The house is their domain, you see. I just provide the Tesco bought kibble. Romeo, for example, can open the back screen door by jumping on it. He hangs there letting the screen swing wide like a monkey on a vine, thereupon letting opportunistic mosquitoes into the house. Pippin is much more subtle. He claps his paws and the door opens.

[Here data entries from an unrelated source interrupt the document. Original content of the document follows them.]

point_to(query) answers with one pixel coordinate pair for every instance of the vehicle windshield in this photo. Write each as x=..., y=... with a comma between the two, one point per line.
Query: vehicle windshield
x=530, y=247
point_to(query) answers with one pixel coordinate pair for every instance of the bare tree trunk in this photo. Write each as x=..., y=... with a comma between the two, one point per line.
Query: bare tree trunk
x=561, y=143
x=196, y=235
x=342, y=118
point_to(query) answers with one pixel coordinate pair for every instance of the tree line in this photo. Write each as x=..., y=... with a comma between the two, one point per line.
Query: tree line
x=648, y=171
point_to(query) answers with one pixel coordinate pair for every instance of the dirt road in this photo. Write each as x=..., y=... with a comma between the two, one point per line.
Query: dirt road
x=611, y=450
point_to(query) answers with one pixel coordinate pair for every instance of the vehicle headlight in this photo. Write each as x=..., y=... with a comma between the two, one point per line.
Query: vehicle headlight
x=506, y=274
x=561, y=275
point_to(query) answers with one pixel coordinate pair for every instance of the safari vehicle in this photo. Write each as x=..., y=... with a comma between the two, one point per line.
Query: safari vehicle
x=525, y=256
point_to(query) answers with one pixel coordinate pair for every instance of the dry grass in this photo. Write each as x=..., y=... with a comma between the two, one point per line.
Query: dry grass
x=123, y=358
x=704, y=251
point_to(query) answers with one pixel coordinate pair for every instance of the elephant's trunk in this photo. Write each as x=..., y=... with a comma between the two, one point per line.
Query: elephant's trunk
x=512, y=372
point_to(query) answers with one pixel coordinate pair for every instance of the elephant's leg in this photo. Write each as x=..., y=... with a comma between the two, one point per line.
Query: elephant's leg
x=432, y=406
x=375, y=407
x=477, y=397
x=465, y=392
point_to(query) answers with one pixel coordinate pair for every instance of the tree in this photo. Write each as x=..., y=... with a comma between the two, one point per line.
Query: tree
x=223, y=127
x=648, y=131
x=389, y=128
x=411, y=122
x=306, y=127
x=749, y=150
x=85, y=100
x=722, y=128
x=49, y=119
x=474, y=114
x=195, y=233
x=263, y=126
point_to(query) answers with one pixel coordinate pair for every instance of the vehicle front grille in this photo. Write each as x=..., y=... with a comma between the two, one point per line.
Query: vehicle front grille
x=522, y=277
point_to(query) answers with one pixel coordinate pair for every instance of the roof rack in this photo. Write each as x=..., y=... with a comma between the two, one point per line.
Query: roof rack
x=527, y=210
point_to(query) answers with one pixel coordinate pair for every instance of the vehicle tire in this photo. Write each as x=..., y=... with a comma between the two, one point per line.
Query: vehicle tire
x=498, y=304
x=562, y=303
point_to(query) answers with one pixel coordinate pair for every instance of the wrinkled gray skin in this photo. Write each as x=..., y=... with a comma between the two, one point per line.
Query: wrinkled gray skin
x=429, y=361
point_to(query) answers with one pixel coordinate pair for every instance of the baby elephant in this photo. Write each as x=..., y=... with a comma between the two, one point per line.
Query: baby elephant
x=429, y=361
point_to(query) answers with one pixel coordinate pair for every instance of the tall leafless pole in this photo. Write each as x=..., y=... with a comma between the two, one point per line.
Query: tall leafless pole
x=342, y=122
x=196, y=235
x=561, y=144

These cats have issues. They’re out of control. Once they start drinking, they’re unstoppable. I’m trying to get them to this therapist that I’ve heard really good things about. If you think I’m joking, check these pictures out:
RH&G: Oh my Buddha.
Lani Loo: Yeah, it’s a regular pet cemetery out here. Except I don’t bury them, I just chuck them over into the neighbor’s yard.But I’ve gotten into the fun too, electrifying, bug spraying and slamming books into spiders. Cleaning poo from mysterious animals (I see it as a Welcome to the Neighborhood Sucker), barf (they eat WAY too fast sometimes) and even little black worms that breed in my upstairs bathroom.

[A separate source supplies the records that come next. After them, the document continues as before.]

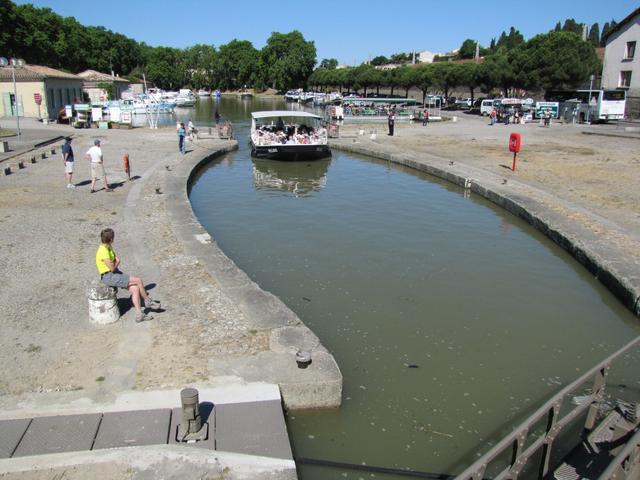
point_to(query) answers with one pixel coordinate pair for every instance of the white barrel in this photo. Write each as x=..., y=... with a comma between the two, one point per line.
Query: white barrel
x=103, y=303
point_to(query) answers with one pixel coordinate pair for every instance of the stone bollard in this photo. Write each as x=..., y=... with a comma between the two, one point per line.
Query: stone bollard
x=103, y=304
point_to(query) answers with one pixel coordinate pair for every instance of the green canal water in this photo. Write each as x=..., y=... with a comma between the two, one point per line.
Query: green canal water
x=450, y=319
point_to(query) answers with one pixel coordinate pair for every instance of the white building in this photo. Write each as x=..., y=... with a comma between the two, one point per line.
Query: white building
x=621, y=68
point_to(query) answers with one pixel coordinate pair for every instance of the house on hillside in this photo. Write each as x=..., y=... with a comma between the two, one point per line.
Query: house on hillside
x=54, y=88
x=101, y=86
x=621, y=68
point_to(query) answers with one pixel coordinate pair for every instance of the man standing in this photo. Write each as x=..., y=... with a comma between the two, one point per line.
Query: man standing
x=97, y=167
x=67, y=157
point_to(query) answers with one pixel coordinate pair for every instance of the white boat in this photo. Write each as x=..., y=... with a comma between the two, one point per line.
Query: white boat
x=288, y=135
x=186, y=98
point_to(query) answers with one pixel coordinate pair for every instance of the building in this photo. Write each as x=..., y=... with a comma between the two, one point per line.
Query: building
x=54, y=88
x=100, y=86
x=621, y=68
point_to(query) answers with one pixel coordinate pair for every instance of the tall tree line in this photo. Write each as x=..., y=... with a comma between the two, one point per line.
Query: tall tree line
x=548, y=61
x=42, y=37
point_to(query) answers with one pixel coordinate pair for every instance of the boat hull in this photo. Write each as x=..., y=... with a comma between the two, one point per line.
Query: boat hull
x=291, y=152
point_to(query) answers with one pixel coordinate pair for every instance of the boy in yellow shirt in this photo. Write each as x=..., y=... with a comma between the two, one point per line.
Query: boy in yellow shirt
x=108, y=262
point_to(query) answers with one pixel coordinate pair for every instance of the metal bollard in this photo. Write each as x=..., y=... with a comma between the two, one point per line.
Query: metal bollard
x=191, y=427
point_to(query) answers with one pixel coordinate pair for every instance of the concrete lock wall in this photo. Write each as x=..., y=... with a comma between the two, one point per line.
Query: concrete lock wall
x=103, y=303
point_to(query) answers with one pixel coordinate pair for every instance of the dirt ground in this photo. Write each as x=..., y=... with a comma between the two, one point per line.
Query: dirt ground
x=582, y=164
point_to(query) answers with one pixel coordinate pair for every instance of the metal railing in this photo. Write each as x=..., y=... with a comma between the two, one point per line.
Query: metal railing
x=549, y=412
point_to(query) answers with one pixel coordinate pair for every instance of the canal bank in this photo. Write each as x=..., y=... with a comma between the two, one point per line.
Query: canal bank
x=56, y=362
x=603, y=238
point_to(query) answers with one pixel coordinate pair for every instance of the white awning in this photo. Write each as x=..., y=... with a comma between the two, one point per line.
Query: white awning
x=284, y=113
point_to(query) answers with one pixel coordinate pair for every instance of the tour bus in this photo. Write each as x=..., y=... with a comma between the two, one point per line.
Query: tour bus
x=590, y=105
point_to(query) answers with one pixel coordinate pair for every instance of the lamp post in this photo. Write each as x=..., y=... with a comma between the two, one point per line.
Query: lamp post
x=14, y=62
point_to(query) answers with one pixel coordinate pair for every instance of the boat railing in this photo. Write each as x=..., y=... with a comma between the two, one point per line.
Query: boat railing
x=521, y=449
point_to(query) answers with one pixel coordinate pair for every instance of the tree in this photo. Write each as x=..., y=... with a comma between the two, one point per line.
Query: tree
x=379, y=60
x=237, y=65
x=165, y=68
x=570, y=25
x=407, y=77
x=424, y=79
x=289, y=60
x=200, y=65
x=329, y=63
x=594, y=34
x=556, y=60
x=467, y=49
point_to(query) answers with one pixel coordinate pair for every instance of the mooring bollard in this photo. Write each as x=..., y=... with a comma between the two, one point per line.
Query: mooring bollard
x=103, y=303
x=191, y=427
x=303, y=358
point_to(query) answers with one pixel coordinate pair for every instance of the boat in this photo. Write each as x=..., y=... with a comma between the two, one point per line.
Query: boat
x=288, y=135
x=185, y=98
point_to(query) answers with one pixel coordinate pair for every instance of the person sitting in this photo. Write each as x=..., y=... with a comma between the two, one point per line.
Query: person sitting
x=108, y=265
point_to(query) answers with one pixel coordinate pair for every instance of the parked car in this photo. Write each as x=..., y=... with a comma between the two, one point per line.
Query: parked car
x=463, y=103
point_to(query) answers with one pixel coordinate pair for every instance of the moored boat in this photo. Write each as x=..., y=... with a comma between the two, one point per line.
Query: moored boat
x=301, y=137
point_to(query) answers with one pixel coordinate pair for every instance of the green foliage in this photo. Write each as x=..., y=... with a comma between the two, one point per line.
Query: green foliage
x=594, y=34
x=467, y=49
x=329, y=63
x=511, y=41
x=288, y=60
x=379, y=60
x=107, y=87
x=237, y=65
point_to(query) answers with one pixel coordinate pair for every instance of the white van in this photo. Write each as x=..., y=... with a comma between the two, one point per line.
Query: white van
x=486, y=106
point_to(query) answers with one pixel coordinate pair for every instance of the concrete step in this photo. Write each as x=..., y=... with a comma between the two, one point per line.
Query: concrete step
x=253, y=425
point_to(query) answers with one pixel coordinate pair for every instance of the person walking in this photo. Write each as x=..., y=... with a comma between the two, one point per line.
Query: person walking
x=108, y=264
x=97, y=166
x=181, y=134
x=67, y=156
x=191, y=129
x=391, y=121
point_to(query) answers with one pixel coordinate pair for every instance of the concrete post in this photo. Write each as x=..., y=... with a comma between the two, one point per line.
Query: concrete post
x=191, y=420
x=103, y=304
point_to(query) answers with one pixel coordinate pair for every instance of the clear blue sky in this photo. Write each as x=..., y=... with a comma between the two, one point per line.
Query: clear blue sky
x=350, y=31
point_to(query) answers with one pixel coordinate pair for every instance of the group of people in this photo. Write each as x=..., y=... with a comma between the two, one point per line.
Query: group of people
x=95, y=156
x=182, y=133
x=286, y=134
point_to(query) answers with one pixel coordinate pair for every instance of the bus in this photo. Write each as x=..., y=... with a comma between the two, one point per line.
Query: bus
x=589, y=105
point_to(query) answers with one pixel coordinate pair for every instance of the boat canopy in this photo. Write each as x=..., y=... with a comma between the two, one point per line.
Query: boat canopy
x=283, y=113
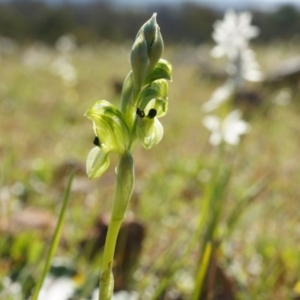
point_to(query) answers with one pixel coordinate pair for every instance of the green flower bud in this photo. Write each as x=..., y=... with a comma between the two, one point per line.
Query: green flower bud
x=97, y=162
x=154, y=41
x=146, y=51
x=162, y=70
x=139, y=61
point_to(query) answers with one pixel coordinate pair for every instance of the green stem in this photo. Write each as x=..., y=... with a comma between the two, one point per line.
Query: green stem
x=124, y=188
x=55, y=239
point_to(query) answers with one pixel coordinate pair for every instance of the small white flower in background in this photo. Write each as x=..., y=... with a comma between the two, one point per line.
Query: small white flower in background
x=232, y=37
x=228, y=130
x=121, y=295
x=233, y=34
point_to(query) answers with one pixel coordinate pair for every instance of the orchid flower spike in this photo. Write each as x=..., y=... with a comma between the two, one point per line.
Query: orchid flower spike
x=144, y=99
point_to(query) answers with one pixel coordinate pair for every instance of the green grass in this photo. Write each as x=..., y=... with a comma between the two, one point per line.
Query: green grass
x=42, y=127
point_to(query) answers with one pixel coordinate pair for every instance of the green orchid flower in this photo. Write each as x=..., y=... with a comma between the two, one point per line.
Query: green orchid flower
x=144, y=99
x=113, y=136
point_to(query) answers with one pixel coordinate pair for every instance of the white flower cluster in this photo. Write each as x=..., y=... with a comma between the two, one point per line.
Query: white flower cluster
x=232, y=36
x=228, y=130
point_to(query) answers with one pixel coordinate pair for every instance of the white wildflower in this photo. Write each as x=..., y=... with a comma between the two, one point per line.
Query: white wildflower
x=229, y=130
x=121, y=295
x=232, y=37
x=233, y=34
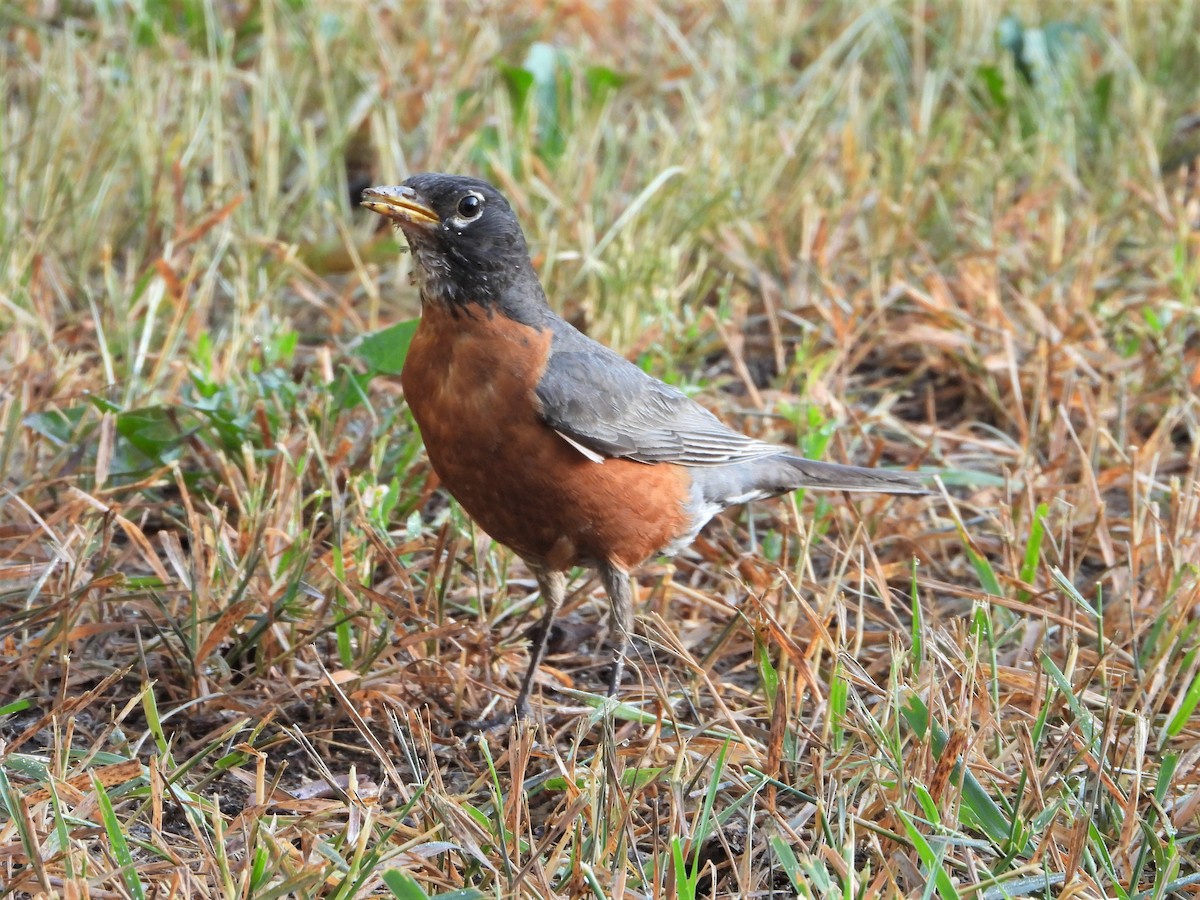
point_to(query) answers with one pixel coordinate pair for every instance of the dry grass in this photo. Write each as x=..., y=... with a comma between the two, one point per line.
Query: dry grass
x=238, y=624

RH&G: Wow. That’s disgusting. How has living out here changed you? If at all?
Miss Cox: It’s changed me for sure. I swear and cuss a lot more. I feel like Peglegged Pete on Mess Hall duty clean up.And since the Day of Judgement is upon us I’ve decided to stock up on Top Ramen and canned soup. Farang Farm will be known as Bartertown. I’m training the cats in automatic weaponary since they are obviously proficient in hand to paw combat as well as the ninja arts. I’m putting them on sentry duty around the perimeter of the house. 2012 will make Thunderdome look like Disneyland.

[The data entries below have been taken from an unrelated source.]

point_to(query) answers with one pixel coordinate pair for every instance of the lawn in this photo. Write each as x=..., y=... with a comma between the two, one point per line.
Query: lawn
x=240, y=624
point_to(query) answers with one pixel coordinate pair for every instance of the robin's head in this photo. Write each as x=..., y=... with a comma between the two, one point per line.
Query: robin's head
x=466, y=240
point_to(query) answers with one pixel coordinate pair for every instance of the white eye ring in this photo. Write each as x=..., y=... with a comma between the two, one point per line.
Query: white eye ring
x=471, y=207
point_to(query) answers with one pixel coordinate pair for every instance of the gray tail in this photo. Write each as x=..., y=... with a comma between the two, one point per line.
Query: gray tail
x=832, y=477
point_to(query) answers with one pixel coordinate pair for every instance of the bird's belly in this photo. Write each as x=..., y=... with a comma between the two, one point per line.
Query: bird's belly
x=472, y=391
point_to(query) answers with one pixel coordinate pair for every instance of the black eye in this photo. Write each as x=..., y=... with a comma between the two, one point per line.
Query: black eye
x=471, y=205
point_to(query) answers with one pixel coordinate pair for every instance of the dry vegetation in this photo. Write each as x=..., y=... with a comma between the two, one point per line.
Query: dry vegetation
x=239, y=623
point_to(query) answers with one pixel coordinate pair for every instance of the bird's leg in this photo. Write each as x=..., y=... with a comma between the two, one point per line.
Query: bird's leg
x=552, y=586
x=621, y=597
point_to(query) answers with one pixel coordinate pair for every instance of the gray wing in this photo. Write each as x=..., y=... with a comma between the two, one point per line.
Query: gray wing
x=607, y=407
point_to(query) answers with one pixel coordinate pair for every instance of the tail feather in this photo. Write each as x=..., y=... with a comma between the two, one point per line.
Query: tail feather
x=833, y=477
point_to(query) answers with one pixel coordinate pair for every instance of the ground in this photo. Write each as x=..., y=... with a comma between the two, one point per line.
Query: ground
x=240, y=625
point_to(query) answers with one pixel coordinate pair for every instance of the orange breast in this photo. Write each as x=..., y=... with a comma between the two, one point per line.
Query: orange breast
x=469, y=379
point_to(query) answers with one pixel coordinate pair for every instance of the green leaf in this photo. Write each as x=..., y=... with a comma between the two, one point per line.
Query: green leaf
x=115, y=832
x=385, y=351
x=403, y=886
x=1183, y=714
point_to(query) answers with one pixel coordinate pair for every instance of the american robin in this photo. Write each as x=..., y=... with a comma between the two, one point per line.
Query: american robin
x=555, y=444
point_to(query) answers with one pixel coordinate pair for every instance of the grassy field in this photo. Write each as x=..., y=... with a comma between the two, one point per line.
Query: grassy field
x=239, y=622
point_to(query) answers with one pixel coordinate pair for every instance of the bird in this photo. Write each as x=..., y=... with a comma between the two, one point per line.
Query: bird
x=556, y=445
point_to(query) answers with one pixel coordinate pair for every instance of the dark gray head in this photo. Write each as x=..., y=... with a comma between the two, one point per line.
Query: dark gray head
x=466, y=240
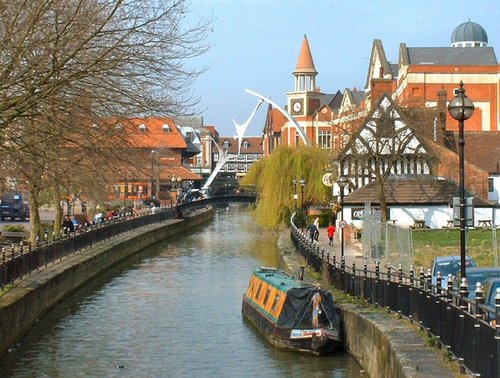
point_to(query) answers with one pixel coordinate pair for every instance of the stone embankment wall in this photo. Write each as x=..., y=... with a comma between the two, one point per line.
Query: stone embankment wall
x=37, y=293
x=384, y=345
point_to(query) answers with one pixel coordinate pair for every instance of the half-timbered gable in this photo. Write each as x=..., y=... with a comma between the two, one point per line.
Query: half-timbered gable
x=385, y=144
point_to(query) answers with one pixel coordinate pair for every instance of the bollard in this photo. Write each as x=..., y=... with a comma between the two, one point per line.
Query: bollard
x=439, y=282
x=461, y=365
x=479, y=300
x=449, y=296
x=301, y=273
x=497, y=313
x=429, y=280
x=463, y=294
x=12, y=257
x=3, y=263
x=21, y=250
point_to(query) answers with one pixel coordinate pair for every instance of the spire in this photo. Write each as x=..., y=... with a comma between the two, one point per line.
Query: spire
x=305, y=64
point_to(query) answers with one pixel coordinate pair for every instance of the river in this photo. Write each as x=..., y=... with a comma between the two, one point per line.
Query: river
x=173, y=310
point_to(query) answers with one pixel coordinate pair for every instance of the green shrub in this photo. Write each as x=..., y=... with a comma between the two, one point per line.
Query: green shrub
x=14, y=228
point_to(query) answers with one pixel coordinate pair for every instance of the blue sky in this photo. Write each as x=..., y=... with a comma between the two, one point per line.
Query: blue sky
x=256, y=43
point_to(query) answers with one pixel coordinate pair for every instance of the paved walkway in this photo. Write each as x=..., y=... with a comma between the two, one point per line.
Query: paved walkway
x=352, y=248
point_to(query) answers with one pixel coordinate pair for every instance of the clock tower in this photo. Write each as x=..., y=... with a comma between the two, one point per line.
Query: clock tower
x=305, y=98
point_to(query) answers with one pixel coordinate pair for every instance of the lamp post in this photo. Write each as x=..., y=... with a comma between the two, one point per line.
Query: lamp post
x=342, y=182
x=302, y=185
x=152, y=174
x=461, y=108
x=295, y=195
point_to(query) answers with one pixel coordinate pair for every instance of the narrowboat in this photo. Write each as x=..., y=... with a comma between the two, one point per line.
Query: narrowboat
x=290, y=313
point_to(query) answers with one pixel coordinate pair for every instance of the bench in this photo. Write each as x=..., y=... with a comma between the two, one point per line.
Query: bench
x=449, y=224
x=419, y=223
x=484, y=223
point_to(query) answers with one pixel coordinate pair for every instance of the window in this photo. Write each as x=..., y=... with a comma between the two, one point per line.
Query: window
x=266, y=298
x=324, y=139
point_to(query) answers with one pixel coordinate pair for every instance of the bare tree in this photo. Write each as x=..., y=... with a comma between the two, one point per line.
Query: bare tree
x=67, y=66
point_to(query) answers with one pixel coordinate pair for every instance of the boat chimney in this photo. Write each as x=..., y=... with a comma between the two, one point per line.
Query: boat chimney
x=301, y=273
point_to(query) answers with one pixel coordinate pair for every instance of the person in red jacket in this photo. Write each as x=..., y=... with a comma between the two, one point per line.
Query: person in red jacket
x=331, y=232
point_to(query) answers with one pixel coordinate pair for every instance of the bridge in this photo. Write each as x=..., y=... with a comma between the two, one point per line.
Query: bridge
x=455, y=323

RH&G: Uh, yeah. So. Well it’s getting kinda late so we should wrap this sandwich up. One last question: Do you like it here?
Lani Moo: It’s growing on me. I’m being retrained, not by the cats per se, but by the Universe under the goddess moon. When I first moved to Thailand I had to rethink a lot of things that I took for granted in the name of Culture. And now I’m having my ideas challenged again. It’s about being uncomfortable.
As odd as it might sound, I think that’s a good thing. I expect a little discomfort time and again. And now if you excuse me, I’m certain there is something semi-dead on my shoes for me to clean up.
*thank you archaeology.org for giving me this idea (i know, i’m weird)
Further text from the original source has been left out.